ECLI:NL:RBSGR:2012:BZ5726
Rechtbank 's-Gravenhage
- Eerste aanleg - enkelvoudig
- Rechtspraak.nl
Afwijzing van een verwijzingsincident in een civiele procedure tussen de Provincie Noord-Holland en Chip(s)hol III B.V.
In deze civiele procedure, die diende voor de Rechtbank 's-Gravenhage, heeft Chip(s)hol III B.V. een verzoek ingediend om de hoofdzaak te verwijzen naar de rechtbank Utrecht. Chip(s)hol III B.V. stelde dat de rechtbank 's-Gravenhage niet de juiste rechtbank was om deze zaak te behandelen, omdat er een geschil zou zijn met de voormalige Haagse rechters, tegen wie aangifte was gedaan. De rechtbank heeft echter geoordeeld dat op basis van artikel 99 van het Wetboek van Burgerlijke Rechtsvordering (Rv) de rechtbank 's-Gravenhage bevoegd is, aangezien de hoofdregel bepaalt dat de rechter van de woonplaats van de gedaagde bevoegd is. De rechtbank heeft vastgesteld dat er geen grondslag is voor de gevraagde verwijzing naar de rechtbank Utrecht, en dat de betrokkenheid van de voormalige rechters geen reden vormt om de zaak naar een andere rechtbank te verwijzen.
De rechtbank heeft ook overwogen dat de twee rechters die door Chip(s)hol III B.V. zijn genoemd, niet langer werkzaam zijn bij de rechtbank 's-Gravenhage. Dit betekent dat er geen sprake is van een geschil tussen Chip(s)hol III B.V. en de rechtbank zelf. De rechtbank heeft de vordering van Chip(s)hol III B.V. afgewezen en deze partij veroordeeld in de kosten van het incident.
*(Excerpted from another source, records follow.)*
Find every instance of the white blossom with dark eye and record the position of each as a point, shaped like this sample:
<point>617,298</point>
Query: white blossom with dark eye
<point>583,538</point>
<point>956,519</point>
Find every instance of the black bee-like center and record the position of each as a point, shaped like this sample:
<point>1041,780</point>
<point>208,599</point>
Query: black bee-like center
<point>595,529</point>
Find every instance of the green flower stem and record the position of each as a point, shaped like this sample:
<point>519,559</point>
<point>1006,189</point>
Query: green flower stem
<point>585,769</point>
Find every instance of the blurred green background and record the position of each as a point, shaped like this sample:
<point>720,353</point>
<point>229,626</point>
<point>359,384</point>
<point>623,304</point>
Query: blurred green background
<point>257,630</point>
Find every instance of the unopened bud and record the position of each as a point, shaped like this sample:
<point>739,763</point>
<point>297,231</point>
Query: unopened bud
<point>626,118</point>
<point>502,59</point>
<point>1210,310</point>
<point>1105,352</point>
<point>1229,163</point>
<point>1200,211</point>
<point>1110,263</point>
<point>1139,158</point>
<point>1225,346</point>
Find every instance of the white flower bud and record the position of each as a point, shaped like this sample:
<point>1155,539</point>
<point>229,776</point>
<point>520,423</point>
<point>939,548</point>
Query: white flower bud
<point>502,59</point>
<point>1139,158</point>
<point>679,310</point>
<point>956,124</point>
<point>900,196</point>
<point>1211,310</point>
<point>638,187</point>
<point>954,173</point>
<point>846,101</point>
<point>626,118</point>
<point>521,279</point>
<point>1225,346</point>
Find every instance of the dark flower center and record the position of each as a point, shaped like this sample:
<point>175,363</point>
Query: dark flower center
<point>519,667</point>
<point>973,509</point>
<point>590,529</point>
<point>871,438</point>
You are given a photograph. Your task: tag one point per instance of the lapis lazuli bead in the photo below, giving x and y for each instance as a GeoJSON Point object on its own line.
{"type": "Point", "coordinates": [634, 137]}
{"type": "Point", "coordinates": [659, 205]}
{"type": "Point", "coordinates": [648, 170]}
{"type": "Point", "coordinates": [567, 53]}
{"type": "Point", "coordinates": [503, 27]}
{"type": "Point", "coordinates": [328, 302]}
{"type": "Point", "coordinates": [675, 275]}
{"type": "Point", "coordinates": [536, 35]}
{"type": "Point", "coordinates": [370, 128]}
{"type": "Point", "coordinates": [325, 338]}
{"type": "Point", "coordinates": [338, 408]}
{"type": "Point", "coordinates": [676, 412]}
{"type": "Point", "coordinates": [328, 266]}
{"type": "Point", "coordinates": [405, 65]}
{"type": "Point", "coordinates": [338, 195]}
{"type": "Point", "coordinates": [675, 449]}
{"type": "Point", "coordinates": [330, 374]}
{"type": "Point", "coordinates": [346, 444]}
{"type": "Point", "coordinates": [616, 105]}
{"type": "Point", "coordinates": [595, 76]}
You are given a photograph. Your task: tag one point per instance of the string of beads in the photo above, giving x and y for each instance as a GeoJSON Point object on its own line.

De kosten zijn begroot op € 452,-- aan salaris advocaat voor de Provincie Noord-Holland.
De rechtbank heeft verder instructies gegeven voor de comparitie van partijen en de procedure voortgezet. De advocaten van beide partijen moeten binnen twee weken na de uitspraak de verhinderdata doorgeven voor een comparitie die gepland zal worden in de periode van november 2012 tot en met februari 2013. De rechtbank heeft iedere verdere beslissing aangehouden, wat betekent dat de zaak nog niet definitief is afgedaan en verdere stappen zullen volgen.